Unspecified US weapons for Syrian rebels, but no intervention to save Aleppo

The White House, in a second statement, said early Friday said the US would provide “direct military support” for the first time to the Syrian opposition after obtaining proof that the Syrian government had used the chemical weapon sarin against rebel forces. The nature of the package was not specified. The rebels responded to this apparent evasion with a demand for anti-aircraft and other advanced arms to save them from Syrian air bombardment. The first White House statement, eagerly awaited for months, amounted to a rejection by President Barack Obama of proposals to intervene to save Aleppo and Idlib from a defeat that would give Bashar Assad a decisive victory.

It followed a special consultation on Syria by the president and his national security team, necessitated by  the need for drastic action to thwart the Syrian-Hizballah offensive to capture Aleppo, Syrian’s biggest city of more than 2 million..

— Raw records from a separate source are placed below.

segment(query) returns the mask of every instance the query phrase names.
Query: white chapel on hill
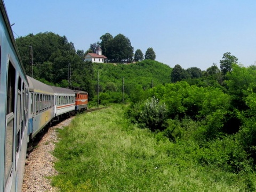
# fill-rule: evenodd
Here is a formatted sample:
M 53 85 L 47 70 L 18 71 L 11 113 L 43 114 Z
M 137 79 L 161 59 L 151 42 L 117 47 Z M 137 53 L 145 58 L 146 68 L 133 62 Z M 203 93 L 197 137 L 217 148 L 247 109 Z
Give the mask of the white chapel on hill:
M 104 63 L 107 59 L 106 56 L 102 55 L 102 50 L 99 46 L 96 49 L 96 53 L 88 53 L 84 57 L 84 61 L 91 61 L 93 63 Z

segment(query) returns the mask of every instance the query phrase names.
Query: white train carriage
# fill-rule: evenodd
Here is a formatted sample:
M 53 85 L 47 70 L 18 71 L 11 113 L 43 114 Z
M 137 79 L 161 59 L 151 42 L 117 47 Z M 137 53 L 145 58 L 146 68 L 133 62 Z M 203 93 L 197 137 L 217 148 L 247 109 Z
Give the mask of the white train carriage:
M 28 83 L 0 0 L 0 192 L 21 191 L 27 151 Z
M 28 132 L 32 139 L 54 116 L 54 93 L 51 86 L 27 77 L 30 98 Z
M 75 106 L 75 95 L 72 90 L 52 86 L 54 91 L 54 117 L 59 120 L 63 115 L 69 115 Z

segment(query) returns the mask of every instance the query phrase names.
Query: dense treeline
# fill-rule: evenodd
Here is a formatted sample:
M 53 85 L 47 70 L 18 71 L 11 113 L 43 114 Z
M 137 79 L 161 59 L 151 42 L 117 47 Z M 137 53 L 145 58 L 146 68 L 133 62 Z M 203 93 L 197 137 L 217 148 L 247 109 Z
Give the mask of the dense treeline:
M 138 93 L 127 114 L 160 140 L 167 138 L 177 147 L 193 146 L 188 153 L 198 164 L 236 173 L 246 190 L 254 191 L 256 68 L 238 65 L 236 57 L 227 55 L 220 61 L 221 70 L 214 64 L 202 77 L 183 76 Z M 176 68 L 182 75 L 187 72 Z M 172 80 L 178 73 L 174 68 Z
M 168 65 L 150 60 L 129 64 L 94 63 L 93 84 L 97 91 L 99 72 L 100 104 L 122 103 L 123 93 L 127 103 L 131 95 L 141 90 L 170 83 L 171 70 Z
M 115 53 L 115 56 L 108 55 L 110 61 L 133 60 L 133 48 L 130 40 L 124 36 L 119 34 L 113 38 L 106 34 L 101 39 L 102 51 Z M 76 51 L 74 44 L 68 42 L 66 37 L 53 32 L 29 34 L 17 38 L 16 43 L 27 74 L 46 84 L 85 90 L 89 94 L 90 99 L 95 100 L 95 102 L 91 102 L 91 105 L 98 101 L 94 95 L 98 95 L 98 90 L 101 104 L 122 103 L 123 90 L 126 101 L 134 88 L 145 89 L 159 84 L 171 82 L 171 69 L 153 59 L 127 65 L 85 62 L 84 51 Z M 115 45 L 119 43 L 120 46 Z M 94 45 L 92 48 L 95 48 L 96 45 Z M 152 48 L 149 50 L 148 54 L 154 56 L 154 50 Z M 121 55 L 120 53 L 123 55 Z M 127 57 L 128 55 L 130 56 Z M 143 57 L 142 53 L 140 55 L 140 58 Z M 138 59 L 138 61 L 143 59 Z M 100 74 L 99 86 L 98 72 Z M 124 88 L 123 78 L 125 81 Z
M 141 50 L 138 49 L 133 53 L 133 47 L 128 37 L 123 34 L 118 34 L 114 37 L 109 33 L 100 37 L 101 41 L 90 45 L 89 49 L 85 52 L 95 53 L 96 48 L 100 46 L 102 54 L 105 55 L 110 62 L 130 63 L 133 61 L 141 61 L 144 59 Z M 156 53 L 152 47 L 149 47 L 145 53 L 145 59 L 155 60 Z
M 116 42 L 125 40 L 133 52 L 129 39 L 117 36 Z M 113 61 L 130 61 L 133 53 L 121 56 L 108 44 L 115 38 L 109 34 L 101 37 L 102 52 L 116 53 L 109 57 Z M 135 63 L 92 63 L 84 62 L 84 52 L 76 51 L 65 36 L 52 32 L 29 34 L 16 41 L 27 74 L 33 71 L 34 78 L 50 85 L 86 90 L 90 105 L 98 102 L 98 90 L 101 104 L 124 98 L 130 103 L 127 117 L 155 132 L 159 142 L 167 138 L 200 166 L 237 174 L 245 191 L 256 190 L 255 66 L 239 65 L 227 52 L 220 69 L 215 63 L 205 71 L 178 64 L 171 69 L 154 61 L 151 48 L 145 60 L 137 50 Z
M 16 43 L 27 74 L 47 84 L 72 87 L 94 95 L 92 64 L 84 62 L 84 52 L 76 51 L 74 44 L 65 36 L 51 32 L 29 34 L 16 39 Z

Spokesman Jay Carney told reporters Thursday, June 13: "The president and every member of his national security team are greatly concerned by the terrible situation… and the worsening situation in Syria. As terrible as the situation is in Syria, he has to make decisions when it comes to policy toward Syria that are in the best interests of the United States.”

What Carney conveyed on behalf of the president was that while stopping the battle for Aleppo was crucially important in terms of the Syrian war, intervention was not in the interests of the United States.

Our sources learn that the US president even turned down a plan for a limited no-fly zone being imposed over the northwest city of Aleppo and the province of Idlib, the largest piece of territory still remaining in rebel hands. This plan entailed no more than 20 US and Turkish fighter bombers for preventing the Syrian air force from extending air support to the decisive Aleppo offensive launched by the Syrian army Monday as Operation Northern Storm.

Our military sources report that the Syrian and Hizballah armies need between one to two months to wrest from rebel hands the northwest town of Aleppo and Idlib province which abuts the Turkish border. While their conquest of Al Qusayr was a major regional victory, the fall of Aleppo and Idlib would make Bashar Assad the winner of the 28-month Syrian civil war, just when its death toll nears 100,000 according to official figures.